Figure 5. Validation of the Prediction Algorithm and Recognition of Vaccinia Peptides That Fell outside the Boundaries of the High Score Region for Binding and Presentation

(A) HLA-DR1 predicted binding and predicted antigen presentation scores are shown for each 9-mer potential peptide epitope from the vaccinia genome, Open circles indicate peptides tested and closed red circles indicate peptides for which T cell responses were observed. This graph includes the 36 peptides presented in Figure 2 and the set of 53 peptides used to validate the prediction algorithm. Peptides are clustered according to their binding and presentation scores into groups H, P, B, and N. Only three peptides outside the H region are recognized by T cells. (B) IFN-γ ELISPOT responses of SL131, SL135, and SL136 TCLs to pools of peptides included in P, B, or N regions. (C) Deconvolution of the IFN-γ response of SL131 TCL day 0 (gray bars) and day 13 (solid bars) to positive pools.

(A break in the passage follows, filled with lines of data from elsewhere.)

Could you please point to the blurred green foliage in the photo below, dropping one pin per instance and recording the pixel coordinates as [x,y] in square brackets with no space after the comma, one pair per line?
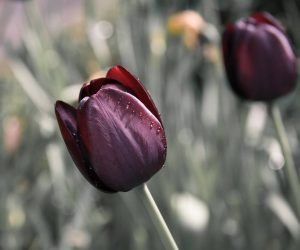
[222,186]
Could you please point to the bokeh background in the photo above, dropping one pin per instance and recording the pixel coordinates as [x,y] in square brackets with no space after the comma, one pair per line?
[222,186]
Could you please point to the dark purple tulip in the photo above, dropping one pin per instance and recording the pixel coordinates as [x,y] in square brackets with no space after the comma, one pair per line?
[259,61]
[115,136]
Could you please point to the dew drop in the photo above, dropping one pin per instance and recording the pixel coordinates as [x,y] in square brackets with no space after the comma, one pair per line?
[151,125]
[158,130]
[128,105]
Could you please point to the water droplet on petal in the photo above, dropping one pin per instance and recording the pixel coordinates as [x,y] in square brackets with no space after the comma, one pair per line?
[158,130]
[128,105]
[151,125]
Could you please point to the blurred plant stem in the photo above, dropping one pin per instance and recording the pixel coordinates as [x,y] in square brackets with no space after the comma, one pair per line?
[157,218]
[290,169]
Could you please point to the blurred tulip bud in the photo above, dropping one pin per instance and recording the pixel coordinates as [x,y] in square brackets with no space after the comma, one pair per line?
[259,60]
[115,136]
[187,23]
[192,212]
[12,134]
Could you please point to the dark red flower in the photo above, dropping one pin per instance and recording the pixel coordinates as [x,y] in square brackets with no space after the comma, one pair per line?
[259,61]
[115,136]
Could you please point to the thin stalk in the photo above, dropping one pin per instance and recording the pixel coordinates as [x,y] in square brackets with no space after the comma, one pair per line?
[158,220]
[290,169]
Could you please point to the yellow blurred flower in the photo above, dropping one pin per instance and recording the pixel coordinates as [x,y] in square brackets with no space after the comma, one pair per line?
[189,24]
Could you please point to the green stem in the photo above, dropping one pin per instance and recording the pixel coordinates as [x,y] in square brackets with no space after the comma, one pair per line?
[159,222]
[290,169]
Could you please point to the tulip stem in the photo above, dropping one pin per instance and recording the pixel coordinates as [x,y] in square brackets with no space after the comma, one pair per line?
[158,220]
[290,169]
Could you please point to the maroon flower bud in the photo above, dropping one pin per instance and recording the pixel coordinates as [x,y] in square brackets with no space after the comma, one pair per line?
[259,61]
[115,136]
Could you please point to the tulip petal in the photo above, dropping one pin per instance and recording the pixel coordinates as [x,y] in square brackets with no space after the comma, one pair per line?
[266,18]
[93,86]
[66,117]
[128,80]
[262,64]
[124,141]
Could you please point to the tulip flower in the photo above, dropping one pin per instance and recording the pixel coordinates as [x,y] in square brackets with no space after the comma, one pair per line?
[115,136]
[259,60]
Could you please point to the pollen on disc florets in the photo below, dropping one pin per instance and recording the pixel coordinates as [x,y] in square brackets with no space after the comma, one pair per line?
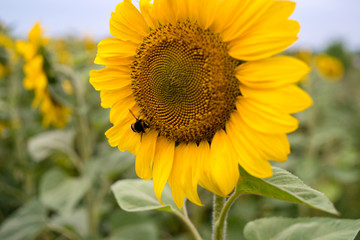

Figure 6. Ex Vivo IFN-γ Response of T Cells in Peripheral Blood to Vaccinia Peptides

Response in PBMCs isolated from vaccinia-exposed donors and from non-exposed donors to pools of vaccinia peptides or individual peptides, measured by IFN-γ ELISPOT. (A) IFN-γ responses of PBMCs in an immunized donor (SL135) and in an infected donor (SL136). No spots were observed in control wells (cRPMI+10% HS, no peptide). (B) Kinetics of the IFN-γ response after a boosting immunization of donor SL131, a DR1 donor. Spots for control wells (cRPMI+10% HS, no peptide) day 7 4+/−1, day 13 1+/−1, and day 39 0+/−0 (C–F) IFN-γ responses in PBMCs after depletion of CD8⁺ T and overnight incubation in cRPMI+10% HS (gray bars) or incubation in cRPMI+10% HS supplemented with a crude preparation of heat-inactivated vaccinia virus (solid bars). (C, D) non-immunized donors SL139 and SL140. (E, F) vaccinia-immunized donors SL135 and SL136. Spots in control wells (Medium, no peptide) 25+/−20. Statistically significant responses (p <0.05) indicated by an asterisk.